Information
This case study showcases the expertise of ProCogia’s Senior Data Analytics Consultant, Jens Sommerfeld, in optimizing data analysis with Redshift to support counterfeit detection and legal compliance for an online retailer.
The Challenge
One of the largest online retailers received a legal request to identify all customers in a specific state in the USA who might have received counterfeit items. These items belonged to the same shipping batch as those that had received a counterfeit complaint. (Some of this information is purposely vague due to existing NDAs.)
Technical Implementation
Identify all retail counterfeit items of the same Vendor shipment that were sold to the same state. Count the orders, items, sold units and item cost over a timeframe of 4 years.
Identify all retail vendors and ASINs (unique item IDs) that received a counterfeit complaint in the past four years.
During that timeframe, complaints were manually kept in an Excel sheet only. Deduplicate all vendor & ASIN combinations and create a static table to join with other data tables.
A prior analyst had created a bare-bones query. Upon review, the query was using incorrect tables. When an order is placed, an item gets assigned for accounting and inventory management purposes. However, the warehouse may pick the same item from a bin that does not necessarily belong to the assigned shipment or vendor. Therefore, the query had to be completely rewritten. Legal was informed that the previous rough estimates might not be correct.
Our systems were not connected to the inventory receiving system, making it impossible to track all items from the same shipment. I met with the inventory analyst, and together we worked out the average number of days it takes to sell out a batch by vendor to continue the analysis. The average was 60 days, but it was still impossible to determine whether the counterfeit complaint was received at the beginning of the shipment or after all items from that shipment had already been sold.
Our Redshift cluster did not store data that far back, so the data had to be queried directly from the Data Lake. However, the available tool was not designed to handle such complex queries directly from the Data Lake.

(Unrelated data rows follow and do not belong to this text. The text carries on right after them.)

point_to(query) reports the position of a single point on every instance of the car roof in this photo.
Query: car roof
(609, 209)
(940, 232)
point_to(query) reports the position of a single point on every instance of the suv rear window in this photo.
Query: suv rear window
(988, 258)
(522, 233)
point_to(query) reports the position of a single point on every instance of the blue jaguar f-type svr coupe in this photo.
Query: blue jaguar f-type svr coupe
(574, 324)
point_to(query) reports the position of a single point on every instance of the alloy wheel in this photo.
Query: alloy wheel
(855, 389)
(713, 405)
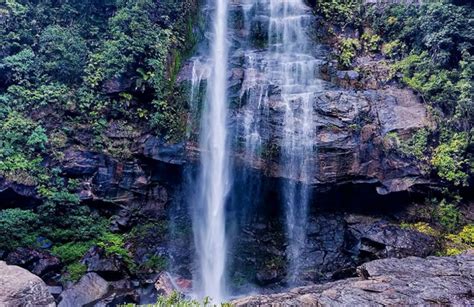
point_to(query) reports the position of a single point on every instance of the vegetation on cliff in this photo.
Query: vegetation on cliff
(68, 72)
(430, 49)
(93, 75)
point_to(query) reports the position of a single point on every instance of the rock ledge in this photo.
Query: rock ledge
(408, 281)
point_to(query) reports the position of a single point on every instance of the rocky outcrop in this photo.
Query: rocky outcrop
(18, 287)
(337, 243)
(91, 287)
(351, 115)
(38, 262)
(377, 239)
(409, 281)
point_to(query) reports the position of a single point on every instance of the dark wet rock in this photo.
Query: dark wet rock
(81, 163)
(155, 148)
(18, 287)
(91, 287)
(38, 262)
(380, 239)
(17, 193)
(410, 281)
(268, 276)
(108, 267)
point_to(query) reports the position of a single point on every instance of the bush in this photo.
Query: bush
(421, 227)
(339, 11)
(114, 245)
(17, 228)
(75, 271)
(72, 251)
(348, 48)
(449, 160)
(448, 216)
(460, 242)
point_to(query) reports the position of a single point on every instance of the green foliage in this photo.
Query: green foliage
(348, 48)
(17, 228)
(71, 252)
(394, 49)
(155, 263)
(114, 245)
(422, 227)
(177, 300)
(371, 42)
(448, 216)
(417, 145)
(62, 52)
(460, 242)
(449, 159)
(75, 271)
(339, 11)
(21, 142)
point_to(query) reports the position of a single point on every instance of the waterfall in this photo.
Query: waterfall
(283, 73)
(209, 219)
(296, 67)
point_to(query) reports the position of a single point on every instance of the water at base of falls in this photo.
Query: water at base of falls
(279, 79)
(213, 181)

I had to aggregate the data manually and load it into Redshift to continue the analysis.
Since I did not know the inventory batch volume or the exact timeline of when each item from a specific batch was sold, I presented our legal team with the following three approaches:
i. All items shipped to that state 60 days prior to the complaint date.

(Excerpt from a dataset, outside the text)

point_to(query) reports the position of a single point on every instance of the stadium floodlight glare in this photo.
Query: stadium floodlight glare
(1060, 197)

ii. All items shipped to that state within a dynamic date range: 30 days before and 30 days after the complaint date.
iii. All items shipped to that state 90 days before vendor enforcement.
Another hurdle was drop shipments, which included all items sent directly from the vendor to the customer. These types of shipments receive different vendor codes, which had to be manually reviewed and added to the static table created with an additional column differentiating regular orders from drop shipments.
Finalize the query, summarize the output, and send it to legal along with all pros and cons of each approach. Additionally, document all steps taken to complete this analysis in case it needs to be replicated.
Results
The details were shared with legal and the District Attorney of that state. I was not privy to any further information regarding the outcome or the legal team’s next steps. However, the legal team was very satisfied with my approach and process, so I was asked to train the IP Infringement Team on how to replicate my steps and produce a similar output.